How are archaeologists and forensic teams locating and identifying unmarked graves at residential schools?
Executive summary
Archaeologists, community researchers and forensic teams are using a mix of community-led historical research, visual surface surveys and remote‑sensing tools—most prominently ground‑penetrating radar (GPR)—to locate likely unmarked burial features at former residential schools; federal funding programs have provided over $246.7 million for community‑led work as of March 31, 2025 [1]. Teams emphasize community leadership, survivor consent, archival research and cautious interpretation of geophysical anomalies; some commentators and institutions dispute interpretations of GPR evidence [2] [3] [4].
1. Community direction first: Indigenous communities set the agenda
Investigations are overwhelmingly community‑led: Indigenous Nations and Survivor groups decide what areas to search, pace the work, and whether to proceed from detection to disturbance or exhumation; federal programs fund these community priorities through the Residential Schools Missing Children Community Support Fund, which had put 161 agreements in place and allocated more than $246.7 million by March 31, 2025 [1]. Government guidance and resources—such as archive indexes and a federal residential‑school map—support community research but do not replace local authority [5] [6].
2. Archival and landscape research anchor physical searches
Before any field survey, teams compile school registers, maps, property plans and coroners’ or hospital records to narrow likely burial areas; Library and Archives Canada and Indigenous‑led historical work are explicitly used to identify names and cemetery locations and to guide where remote sensing is applied [5] [7]. Community memory and Elders’ guidance frequently point searchers to specific zones, and historical lists (e.g., names of those buried on site) have informed where search teams concentrate GPR and visual inspections [8].
3. Visual surveys and surface indicators remain vital
Investigators still rely on careful visual inspection: depressions, patterning of depressions in rows, soil disturbances and old grave markers or cemetery remnants are all recorded as initial evidence. The McIntosh/Grassy Narrows project reported rectangular depressions 55–245 cm long and rows consistent with graves during visual inspection alongside geophysics [9] [10].
4. Ground‑penetrating radar (GPR) is the primary geophysical tool — and it has limits
GPR has been central to many high‑profile finds: Cowessess First Nation used GPR to identify 751 unmarked graves at Marieval and Tk’emlúps te Secwépemc reported 215 GPR‑based features at Kamloops; later projects have similarly reported “potential” or “plausible” burial features identified by GPR [11] [12] [2]. But GPR detects subsurface anomalies—shifts in soil, voids, or disturbances—not bones directly; interpretation requires experienced operators, ground‑truthing and context from archives and community knowledge [3] [2].
5. Forensics and exhumation are rare, contested and community‑led
As of April 2025, many detected anomalies had not resulted in exhumation; communities weigh the cultural, ethical and trauma implications of disturbing burials and often prefer memorialization and documentation over exhumation unless families request otherwise [9]. The university and technical teams involved stress that GPR outputs are indicators that require corroboration and careful discussion about next steps with families [10] [1].
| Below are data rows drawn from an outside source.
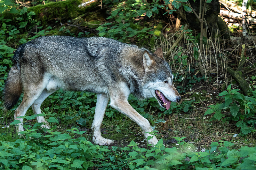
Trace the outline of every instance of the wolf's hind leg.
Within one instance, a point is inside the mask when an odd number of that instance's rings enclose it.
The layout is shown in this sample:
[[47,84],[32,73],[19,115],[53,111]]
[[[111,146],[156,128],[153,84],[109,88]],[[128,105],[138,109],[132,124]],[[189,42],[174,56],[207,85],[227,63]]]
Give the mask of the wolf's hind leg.
[[[41,105],[47,97],[51,95],[55,91],[55,90],[48,91],[44,89],[41,93],[40,96],[35,101],[33,104],[31,106],[32,109],[35,114],[36,115],[38,114],[42,113],[41,109],[40,108]],[[36,119],[38,123],[43,123],[43,124],[41,126],[42,128],[45,128],[50,129],[50,126],[49,124],[45,120],[44,116],[37,116]]]
[[95,144],[107,145],[114,143],[113,140],[107,139],[102,137],[100,133],[100,126],[109,100],[109,98],[104,94],[98,94],[97,96],[95,114],[92,126],[92,129],[93,131],[92,141]]
[[17,117],[25,115],[28,109],[40,96],[42,91],[42,89],[35,89],[35,92],[32,92],[24,89],[23,100],[15,110],[14,114],[14,120],[18,120],[20,122],[16,125],[16,131],[17,133],[24,131],[23,125],[23,118]]

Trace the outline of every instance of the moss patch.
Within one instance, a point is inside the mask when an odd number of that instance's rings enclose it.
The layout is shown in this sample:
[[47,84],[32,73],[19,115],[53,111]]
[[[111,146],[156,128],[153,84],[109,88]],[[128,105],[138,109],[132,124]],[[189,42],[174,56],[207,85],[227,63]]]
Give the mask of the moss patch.
[[68,0],[65,1],[51,2],[45,5],[38,5],[28,9],[28,12],[36,12],[36,18],[41,20],[43,25],[49,21],[61,20],[76,18],[84,14],[95,7],[97,3],[91,3],[85,7],[78,7],[88,0]]

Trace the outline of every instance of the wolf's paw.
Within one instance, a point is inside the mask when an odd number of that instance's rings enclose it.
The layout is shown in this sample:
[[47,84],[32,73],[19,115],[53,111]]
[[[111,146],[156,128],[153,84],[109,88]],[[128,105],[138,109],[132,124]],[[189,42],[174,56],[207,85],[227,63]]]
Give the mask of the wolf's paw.
[[113,144],[114,143],[113,140],[107,139],[102,137],[100,138],[95,138],[94,137],[92,139],[92,141],[95,144],[98,144],[99,145],[109,145]]
[[155,145],[157,144],[157,142],[158,142],[158,140],[155,136],[154,136],[153,138],[148,141],[148,144],[151,144],[151,146],[152,147],[155,146]]

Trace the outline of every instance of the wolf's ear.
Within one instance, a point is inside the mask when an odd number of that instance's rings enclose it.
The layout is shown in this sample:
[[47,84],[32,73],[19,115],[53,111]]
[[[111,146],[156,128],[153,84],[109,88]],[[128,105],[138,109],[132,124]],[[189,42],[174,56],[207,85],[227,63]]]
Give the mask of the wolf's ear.
[[156,50],[154,54],[156,55],[158,57],[164,60],[164,56],[163,55],[163,50],[161,47],[158,47]]
[[150,70],[154,63],[156,63],[152,57],[150,56],[148,52],[146,50],[144,51],[144,53],[143,54],[142,60],[143,61],[143,66],[144,66],[144,69],[146,71]]

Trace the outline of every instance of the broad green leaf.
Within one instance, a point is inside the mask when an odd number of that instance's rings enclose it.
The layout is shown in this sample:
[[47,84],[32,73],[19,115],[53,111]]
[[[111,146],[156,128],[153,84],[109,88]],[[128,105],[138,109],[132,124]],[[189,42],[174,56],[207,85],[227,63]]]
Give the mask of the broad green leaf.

6. Best practices and peer literature: interdisciplinary, cautious methods
Academic reviews and guides recommend combining remote‑sensing, archaeological field methods, archival research and Indigenous knowledge, and emphasize reporting protocols, survivor‑centred approaches and transparency about uncertainty [2] [3]. University and treaty reports have categorized findings as “potential,” “plausible” or “likely” to reflect differing confidence levels based on multiple indicators [9].
7. Public debate and skepticism: contested readings of evidence
Some commentators dispute numerical claims or the interpretation of GPR results; think‑tank critiques have labeled media coverage as overreach and challenged the evidentiary basis of GPR‑derived counts [4]. Mainstream outlets and Indigenous leaders counter that GPR indicators combined with archival records and community testimony constitute credible evidence that warrants respectful action and further investigation [12] [11].
8. Practical constraints: funding, maps and expertise shape what’s possible
Communities have had to pay for aerial maps and submit information requests to assemble needed records; federal map tools and grants ease these burdens but funding timelines remain a constraint on how much ground can be searched each year [6] [1]. Technical capacity—trained GPR operators, archaeologists, forensic specialists—and necessity of survivor consent limit how quickly sites can be examined and confirmed [8] [2].
Limitations and transparency: available sources document methods, funding figures and disputes over interpretation, but they do not provide a definitive, universal protocol for every site; practices vary by community and by the balance each community chooses between detection, disturbance and memorialization [1] [3] [2].